Leave it to Rodney Lee Rogers to offer pirates and serve Shakespeare. Rogers' play, based on the trial of The Gentleman Pirate Stede Bonnet,opens with a world-weary Gentleman covering Hamlet's famous soliloquy, "Tomorrow, and tomorrow, and tomorrow [...]," and so unfolds the tale, told by no idiot, full of sound and fury.
Rogers ably struts and frets every personage from Gentleman to Jack Tar to Cross Dresser to Sociopath, in a range of gaits and dialects, in a well-researched rendering of the story of a pirate execution in Charleston. This is not, however, a kitschy period piece. The actor strays into modern commentary, gives propers to the art/life paradigm, recounts from various points of view, and gives the audience a role, as Jury.

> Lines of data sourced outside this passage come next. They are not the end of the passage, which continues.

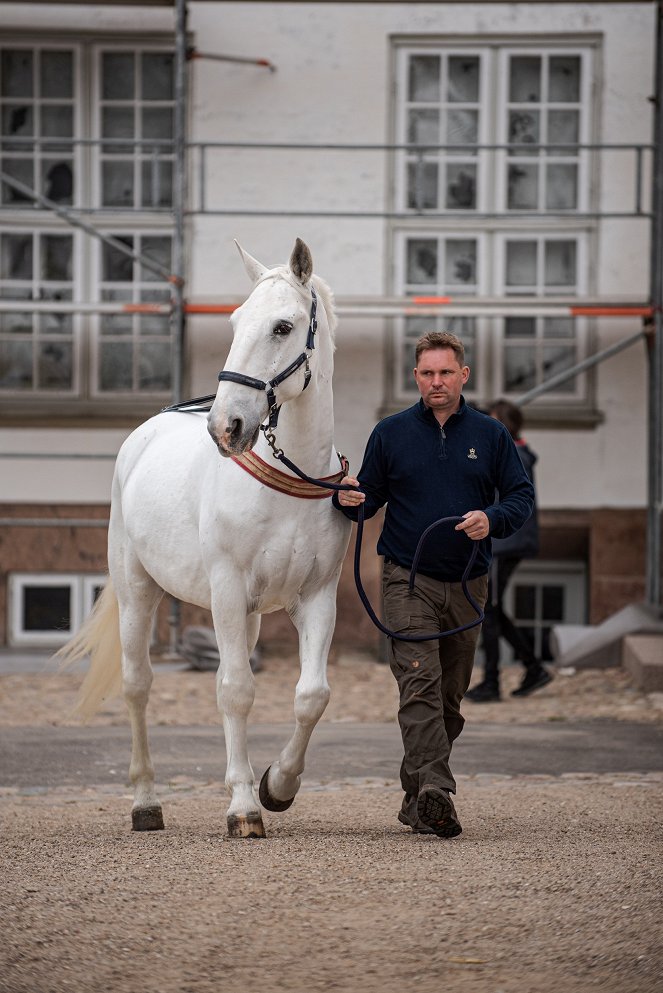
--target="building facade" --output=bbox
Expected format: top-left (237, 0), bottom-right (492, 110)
top-left (0, 1), bottom-right (657, 658)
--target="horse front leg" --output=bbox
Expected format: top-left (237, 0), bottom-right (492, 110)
top-left (259, 586), bottom-right (336, 812)
top-left (213, 600), bottom-right (265, 839)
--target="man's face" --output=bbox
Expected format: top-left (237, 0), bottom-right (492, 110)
top-left (413, 347), bottom-right (470, 414)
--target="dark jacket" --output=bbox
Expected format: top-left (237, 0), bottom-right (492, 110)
top-left (332, 397), bottom-right (535, 582)
top-left (490, 440), bottom-right (539, 559)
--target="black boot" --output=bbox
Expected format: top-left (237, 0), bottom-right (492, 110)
top-left (465, 680), bottom-right (500, 702)
top-left (511, 665), bottom-right (553, 697)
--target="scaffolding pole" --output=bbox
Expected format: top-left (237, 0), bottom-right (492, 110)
top-left (647, 0), bottom-right (663, 610)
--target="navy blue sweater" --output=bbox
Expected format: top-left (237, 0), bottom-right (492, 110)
top-left (332, 397), bottom-right (535, 582)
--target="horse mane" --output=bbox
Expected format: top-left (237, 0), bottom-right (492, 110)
top-left (311, 274), bottom-right (338, 343)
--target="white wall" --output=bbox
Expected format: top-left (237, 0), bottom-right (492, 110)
top-left (0, 2), bottom-right (656, 508)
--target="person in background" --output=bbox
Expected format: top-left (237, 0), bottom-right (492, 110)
top-left (333, 334), bottom-right (534, 838)
top-left (465, 399), bottom-right (553, 703)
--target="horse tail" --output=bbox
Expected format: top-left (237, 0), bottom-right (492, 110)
top-left (55, 579), bottom-right (122, 720)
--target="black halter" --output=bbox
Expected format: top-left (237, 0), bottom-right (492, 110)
top-left (217, 285), bottom-right (318, 429)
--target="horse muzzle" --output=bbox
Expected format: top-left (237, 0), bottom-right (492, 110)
top-left (207, 412), bottom-right (261, 456)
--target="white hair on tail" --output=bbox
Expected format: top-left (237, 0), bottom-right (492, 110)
top-left (54, 579), bottom-right (122, 720)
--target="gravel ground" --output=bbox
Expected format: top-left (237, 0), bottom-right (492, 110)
top-left (1, 653), bottom-right (662, 993)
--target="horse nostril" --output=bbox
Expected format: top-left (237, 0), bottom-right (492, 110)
top-left (229, 417), bottom-right (243, 446)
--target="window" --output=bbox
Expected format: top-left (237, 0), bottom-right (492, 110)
top-left (503, 561), bottom-right (586, 662)
top-left (98, 50), bottom-right (174, 209)
top-left (8, 572), bottom-right (106, 647)
top-left (0, 40), bottom-right (175, 413)
top-left (0, 229), bottom-right (76, 391)
top-left (392, 41), bottom-right (595, 415)
top-left (0, 46), bottom-right (76, 208)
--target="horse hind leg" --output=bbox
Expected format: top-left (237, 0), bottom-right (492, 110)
top-left (116, 571), bottom-right (164, 831)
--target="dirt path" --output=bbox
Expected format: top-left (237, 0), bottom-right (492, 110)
top-left (1, 655), bottom-right (661, 993)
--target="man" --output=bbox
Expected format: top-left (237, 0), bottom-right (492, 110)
top-left (466, 399), bottom-right (553, 703)
top-left (333, 332), bottom-right (534, 837)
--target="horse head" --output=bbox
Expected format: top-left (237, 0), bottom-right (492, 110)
top-left (208, 238), bottom-right (320, 457)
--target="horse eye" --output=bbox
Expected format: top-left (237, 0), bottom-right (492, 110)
top-left (273, 321), bottom-right (293, 336)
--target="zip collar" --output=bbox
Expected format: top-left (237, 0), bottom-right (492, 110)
top-left (415, 394), bottom-right (467, 427)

I always love Pure's minimal approach to set and costume, just enough to propel the imagination to supply the rest. Kids do this all the time, and seemed to enjoy the play despite its complex language. The donning or doffing of a coat or vest indicates a new speaker, a scene change is provided by moving the audience outside, and a battleship is indicated when a boy is given a flag. In the charactor of a crippled Jack Tar, Rogers sketches a stagger, which he has to abandon as he rushes to enact a battle scene, but returns to occasionally to remind us who is speaking.
A historic adventure story in the historic Powder Magazine, The Gentleman Pirate is head and shoulders above the usual docent tour, signifying nothing but the perennial human tragedy of bad choices.